Dossier : Éthique animale - Les animaux ont-ils des droits ?
La vie pitoyable de Nim Chimpsky
Publiée par Peter Singer dans The New York Review of Books, « The troubled life of Nim Chimpsky » est une analyse critique du documentaire Project Nim de James Marsh. Le film raconte le traitement subi par un singe enlevé très tôt à sa mère – une « machine reproductrice » dont tous les petits ont servi à des expériences – en vue de lui enseigner la langue des signes américaine. On l’a surnommé Nim Chimpsky, en référence au célèbre linguiste Noam Chomsky, qui a avancé que seuls les humains avaient la faculté du langage. C’est Herbert Terrace, professeur de psychologie à l’Université de Columbia, qui fut derrière ce projet qui a débuté dans les années 1970.

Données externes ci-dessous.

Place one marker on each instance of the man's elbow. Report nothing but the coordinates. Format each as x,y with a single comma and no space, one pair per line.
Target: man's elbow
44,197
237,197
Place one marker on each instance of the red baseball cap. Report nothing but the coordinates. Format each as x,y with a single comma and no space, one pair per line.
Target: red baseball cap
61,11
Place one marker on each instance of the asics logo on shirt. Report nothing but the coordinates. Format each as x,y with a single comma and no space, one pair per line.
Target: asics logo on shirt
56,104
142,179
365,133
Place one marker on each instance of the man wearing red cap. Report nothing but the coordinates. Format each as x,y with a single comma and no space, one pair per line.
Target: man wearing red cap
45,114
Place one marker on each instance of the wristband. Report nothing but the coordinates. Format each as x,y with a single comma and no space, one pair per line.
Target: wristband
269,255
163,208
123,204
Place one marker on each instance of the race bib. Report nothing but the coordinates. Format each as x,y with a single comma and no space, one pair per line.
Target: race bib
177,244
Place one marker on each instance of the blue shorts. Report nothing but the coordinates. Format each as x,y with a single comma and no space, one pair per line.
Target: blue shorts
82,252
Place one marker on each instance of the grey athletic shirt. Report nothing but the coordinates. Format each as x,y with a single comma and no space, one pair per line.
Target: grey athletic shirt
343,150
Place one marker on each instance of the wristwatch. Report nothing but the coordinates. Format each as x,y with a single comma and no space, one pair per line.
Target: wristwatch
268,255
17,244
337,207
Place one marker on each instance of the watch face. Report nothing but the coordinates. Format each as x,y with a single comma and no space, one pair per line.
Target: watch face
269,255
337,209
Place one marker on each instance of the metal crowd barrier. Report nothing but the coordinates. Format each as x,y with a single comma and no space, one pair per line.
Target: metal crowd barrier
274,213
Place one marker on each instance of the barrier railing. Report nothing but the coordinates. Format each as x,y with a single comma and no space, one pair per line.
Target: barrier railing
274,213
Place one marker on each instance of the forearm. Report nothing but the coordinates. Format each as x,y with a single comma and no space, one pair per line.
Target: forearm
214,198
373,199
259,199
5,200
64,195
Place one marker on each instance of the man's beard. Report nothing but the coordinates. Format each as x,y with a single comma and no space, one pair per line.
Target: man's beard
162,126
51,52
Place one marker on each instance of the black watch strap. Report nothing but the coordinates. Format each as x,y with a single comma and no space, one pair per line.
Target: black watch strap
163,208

Nim passa entre les mains de plusieurs responsables au cours de ses premières années d’existence. Il se retrouva notamment pris en charge par une ancienne étudiante de Terrace qui prit soin de lui au milieu de ses propres enfants ; on l’habilla, on le nourrit de la même manière que le reste de la famille, on le câlina comme un enfant. Il se retrouva plus tard dans une grande résidence avec des chercheurs qui y vivaient en permanence pour suivre de près son évolution linguistique. Sans jamais être en contact avec d’autres primates, on réussit à lui apprendre près de 120 signes et à communiquer ainsi avec lui. Mais plus ça allait, plus Nim devenait agressif dans ce milieu étranger.

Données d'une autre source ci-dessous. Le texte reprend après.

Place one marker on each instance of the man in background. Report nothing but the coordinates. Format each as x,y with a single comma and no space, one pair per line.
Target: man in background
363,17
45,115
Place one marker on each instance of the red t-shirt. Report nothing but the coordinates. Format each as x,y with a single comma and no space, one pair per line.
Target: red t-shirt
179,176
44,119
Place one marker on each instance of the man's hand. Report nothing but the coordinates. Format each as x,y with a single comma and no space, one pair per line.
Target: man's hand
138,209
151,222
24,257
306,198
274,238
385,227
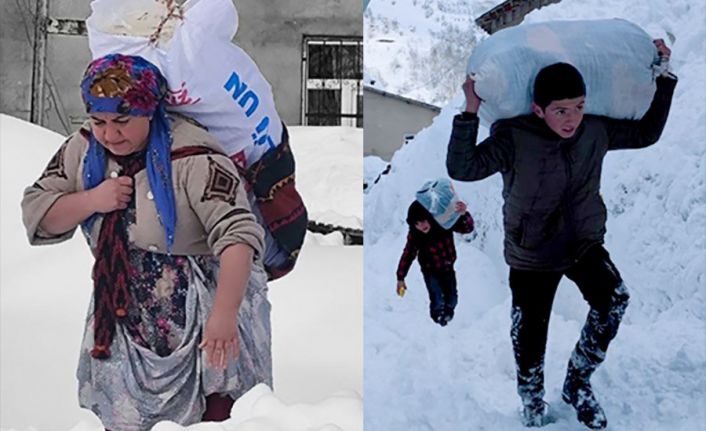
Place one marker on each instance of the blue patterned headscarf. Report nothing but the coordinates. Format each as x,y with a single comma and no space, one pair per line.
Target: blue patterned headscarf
131,85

Devant ce comportement et la difficulté grandissante d’amasser des fonds pour le projet, le professeur Terrace décida un jour qu’il avait assez de matériel et arrêta l’expérience. Le film montre une scène douloureuse où Nim est séparé « des siens » pour être placé dans un centre pour primates. Peter Singer rappelle dans son texte que Nim n’avait jamais été en relation avec d’autres singes ni vécu dans une cage avant de se retrouver dans ce centre. Le documentaire raconte aussi le reste de l’histoire de Nim, qui est mort en l’an 2000 dans une réserve faunique.
L’étude des grands singes nous a appris que ce « sont des êtres conscients d’eux-mêmes pouvant vivre des vies riches et profondes en émotions. » Singer rapporte une scène du documentaire qui l’illustre bien : quand Herbert Terrace retourna voir Nim dans ce centre pour primates un an plus tard, celui-ci le reconnût immédiatement et engagea une conversation en langage des signes. Quand le professeur partira, Nim restera immobile et refusera de manger.
Aujourd’hui, plusieurs pays ont interdit ou fortement encadré les expériences scientifiques qui impliquent les grands singes. Le film sur Nim montre que les expériences dont ils sont les cobayes ont des impacts terribles sur ceux-ci. Cette réflexion sur le film de James Marsh, Project Nim, et sur les positions éthiques des primatologues soulève des questions fondamentales : l’expérience humaine est-elle unique, peut-elle se concevoir comme séparée de son environnement, et cet environnement mérite-t-il n’importe quel traitement ? Et enfin, quels seraient les impacts d’une nouvelle conception du monde vivant où les humains, les animaux et même les plantes auraient droit à l’égalité même si leur niveau de complexité est différent et où fixer les limites ou les seuils qui peuvent justifier la consommation des uns par les autres ?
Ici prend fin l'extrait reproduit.